In many ways, Knobe is the closest thing experimental philosophy has to a rock star. Since last year, he’s been an essay contributor to the New York Times. An admirer from Australia maintains a Joshua Knobe fan page on Facebook. And a phenomenon bears his name: The Knobe Effect, derived from an experiment of his, is frequently cited to explain the effectiveness of negative political advertising.
Conducted in 2003, the experiment examined people’s perception of intentionality based on their opinions about two scenarios. In the first scenario, a business executive is told that a new product will increase profits but harm the environment. He responds that he doesn’t care about the environment, just profits. The program is implemented, profits go up and the environment suffers. When asked if the executive intentionally harmed the environment, 82 percent of respondents answered yes.
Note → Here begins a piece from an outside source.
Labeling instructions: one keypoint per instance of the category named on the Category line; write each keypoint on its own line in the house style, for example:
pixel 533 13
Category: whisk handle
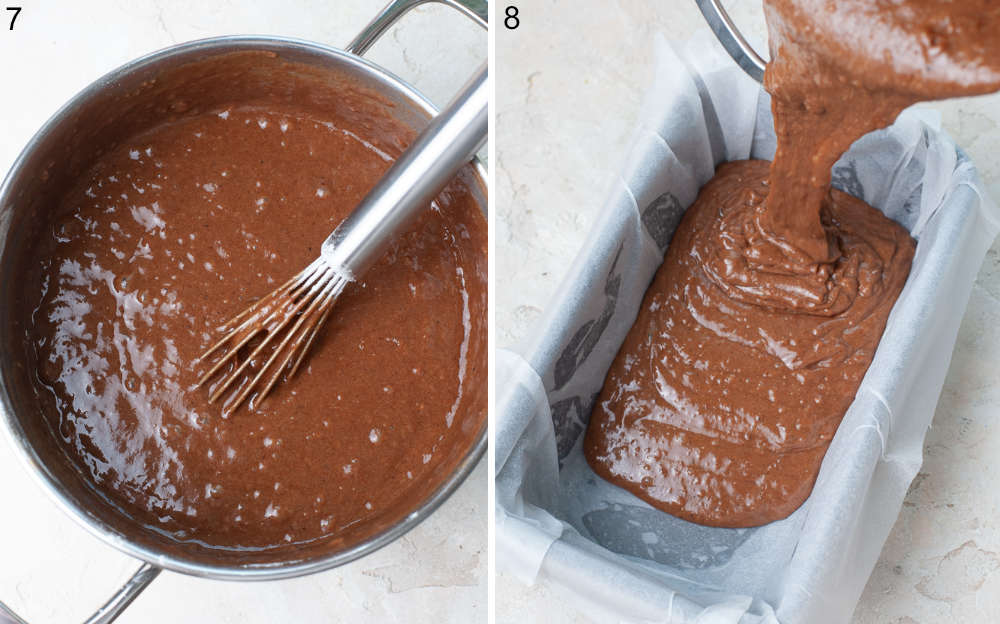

Scenario No. 2 is the same except for one key detail: The word “hurt” is replaced with “help.” Again, the executive says he doesn’t care about the environment. The program goes on, profits rise, and this time the environment benefits. But when asked if the executive intentionally helped the environment, only 23 percent of respondents said yes. So the Knobe Effect holds that people are more likely to assign blame for things that go wrong than to give credit for things that go right, a gap Knobe has spent the past eight years working to explain.
Why should the results of an action have a bearing on intentionality? And when it comes to questions of character, why do we tend to give more weight to negativity? Why does it sometimes happen that a single misdeed in a lifetime of otherwise exemplary behavior can destroy a reputation? (Think of how one racial slur can get someone branded a racist.)